I leapt to my feet and stalked back to the house, followed by his snorts of laughter.

I paused in the large, echoing hall. The house was stuffy and still from being unoccupied all day. I didn’t fancy going up to my room, there was nothing to watch on TV and we wouldn’t be eating until my parents got back, which wouldn’t be for at least an hour. And back by the pool was Eli.

I grabbed a pair of flip-flops from the hall and a dress off the washing line and left through the side gate.    

Of course, it didn’t help my general languor that I lived in a dump of a town where nothing ever happened. Correction, where nothing interesting ever happened. Blackwith End was mainly inhabited by the rich but not the famous. Bankers and lawyers had their weekend retreats here, as did the occasional oil tycoon, but so celebrities, no matter how minor, frequented the place. Blackwith End had charm but no glamour. Saint Tropez we were not. Most of the houses were unoccupied most of the year, and the rest were lived in by older people who had refused to sell up and stubbornly clung to their houses, smug in the assertion they were holding out against the big corporation. Who the big corporation was, they had no idea, but they could boast about it when they attended bridge meets with their friends.  

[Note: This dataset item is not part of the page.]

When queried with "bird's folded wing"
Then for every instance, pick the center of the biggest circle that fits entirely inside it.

This of course meant there were very few people of my age, and the few that were only came here on occasion, and tended to spend the summer in more exotic locations. Tourists did come our way, but they tended not to mix with the locals.

I strode down the high street, casting a glum eye over most of what I saw. The cafés were winding down for the night and the restaurants were just staring up. Frazzled, over heated families were laughing and chatting animatedly together, rehashing their day and planning the next one. I felt a yearning to be amongst them, to laugh and talk and not feel crushed by this incurable boredom.